The same year their far
superior collaboration Greased Lightning
was released, funnyman Richard Pryor and director Michael Schultz unveiled this
peculiar project, a quasi-blaxploitation comedy that was adapted from an
Italian art movie. While the source material, Lina Wertmüller’s 1972 film The Seduction of Mimi, blended
left-leaning sociopolitical commentary into its satire, Which Way Is Up? features a middling combination of crude sex humor
and shallow take-this-job-and-shove-it posturing. One element of the original
movie, a poignant exploration of the challenges faced by a blue-collar man
who’s trying to navigate a white-collar world, survives the translation more or
less intact, but this worthy theme is surrounded by so much stupidity it loses
much of its intended impact.

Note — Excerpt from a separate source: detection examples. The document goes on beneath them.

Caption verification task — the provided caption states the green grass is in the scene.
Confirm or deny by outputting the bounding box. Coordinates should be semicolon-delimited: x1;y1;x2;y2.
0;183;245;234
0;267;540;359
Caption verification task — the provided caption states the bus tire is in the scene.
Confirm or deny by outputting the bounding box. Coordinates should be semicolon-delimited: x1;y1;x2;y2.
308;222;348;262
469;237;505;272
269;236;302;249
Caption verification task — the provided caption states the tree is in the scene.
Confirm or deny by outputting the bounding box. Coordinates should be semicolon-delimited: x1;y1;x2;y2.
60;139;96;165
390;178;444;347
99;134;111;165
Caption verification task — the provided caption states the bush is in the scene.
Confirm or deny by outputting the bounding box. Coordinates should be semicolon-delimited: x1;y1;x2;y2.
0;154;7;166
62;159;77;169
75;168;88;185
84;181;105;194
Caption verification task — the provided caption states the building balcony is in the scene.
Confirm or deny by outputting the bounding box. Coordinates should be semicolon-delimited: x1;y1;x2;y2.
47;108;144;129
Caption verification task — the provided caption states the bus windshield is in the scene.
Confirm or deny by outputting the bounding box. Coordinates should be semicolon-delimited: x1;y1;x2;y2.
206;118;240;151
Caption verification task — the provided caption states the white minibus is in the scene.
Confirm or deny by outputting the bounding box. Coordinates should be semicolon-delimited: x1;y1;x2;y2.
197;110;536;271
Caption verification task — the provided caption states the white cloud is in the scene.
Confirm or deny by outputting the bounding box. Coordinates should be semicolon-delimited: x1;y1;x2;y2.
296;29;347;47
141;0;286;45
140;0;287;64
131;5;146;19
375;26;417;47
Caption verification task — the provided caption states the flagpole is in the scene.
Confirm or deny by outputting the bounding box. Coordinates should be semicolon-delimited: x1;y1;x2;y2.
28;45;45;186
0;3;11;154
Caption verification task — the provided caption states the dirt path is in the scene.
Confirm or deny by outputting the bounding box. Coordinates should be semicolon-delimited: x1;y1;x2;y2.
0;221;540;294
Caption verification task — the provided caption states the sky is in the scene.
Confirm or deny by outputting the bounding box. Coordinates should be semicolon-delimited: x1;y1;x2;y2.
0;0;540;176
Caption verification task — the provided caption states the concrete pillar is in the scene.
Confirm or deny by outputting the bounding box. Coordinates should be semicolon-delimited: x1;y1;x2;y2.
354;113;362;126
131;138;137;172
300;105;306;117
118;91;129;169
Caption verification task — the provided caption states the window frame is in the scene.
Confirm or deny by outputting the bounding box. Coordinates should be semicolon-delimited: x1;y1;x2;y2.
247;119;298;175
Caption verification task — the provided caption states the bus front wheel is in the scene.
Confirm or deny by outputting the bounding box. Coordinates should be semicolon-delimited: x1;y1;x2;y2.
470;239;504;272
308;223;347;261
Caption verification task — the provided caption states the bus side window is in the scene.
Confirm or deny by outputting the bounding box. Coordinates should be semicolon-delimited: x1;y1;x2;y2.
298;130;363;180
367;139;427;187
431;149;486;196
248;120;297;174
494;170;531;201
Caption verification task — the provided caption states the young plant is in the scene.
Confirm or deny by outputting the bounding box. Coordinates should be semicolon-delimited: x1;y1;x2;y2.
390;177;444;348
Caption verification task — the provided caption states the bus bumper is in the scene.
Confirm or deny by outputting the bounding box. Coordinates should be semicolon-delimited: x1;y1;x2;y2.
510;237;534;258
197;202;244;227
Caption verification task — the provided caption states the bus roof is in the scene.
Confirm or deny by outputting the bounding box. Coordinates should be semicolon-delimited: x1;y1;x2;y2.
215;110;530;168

And though a great deal of blame must fall on the
shoddy screenplay, which is designed to showcase farcical setpieces that never
achieve comedic liftoff, Pryor is a major culprit for the picture’s mediocrity,
since he plays three roles and therefore dominates the movie from beginning to
end.
Pryor is best as the protagonist, Leroy Jones, a poor everyman swept up in
absurd circumstances. Specifically, he’s a farm worker who inadvertently
becomes a poster boy for unionizing efforts and gets exiled from his small
town. Relocating to L.A. and subsequently mistaken for a labor-movement hero,
Leroy starts a new life with beautiful activist Vanetta (Lonette McKee), even
though he’s got a family back home. Eventually, Leroy returns to his small town
for a middle-management job and tries to maintain two homes—keeping Vanetta and
the child she had with Leroy secret from Leroy’s wife, Annie Mae (Margaret
Avery). This balancing act works until Leroy discovers that a local preacher,
Reverend Lenox Thomas (Pryor), is sleeping with Annie Mae. Despite himself
being an adulterer, Leroy becomes enraged and upsets the fragile life he’s
built for himself. Undercutting the promising aspects of this storyline,
Schultz spends way too much time on insipid sequences like Annie Mae’s attempts
to get Leroy sexually excited. (She tries everything from S&M gear to
vibrators.) Similarly, Pryor’s foul-mouthed rants lose their shock value
quickly, especially when he’s dressed up in old-age makeup to play Leroy’s
salty father. Having said all that, Which
Way Is Up? has a few small insights into the black experience,
the lives of the working class, and the vicissitudes of the labor movement. Yet
as a whole, the picture is as unsatisfying as its “comically” downbeat ending.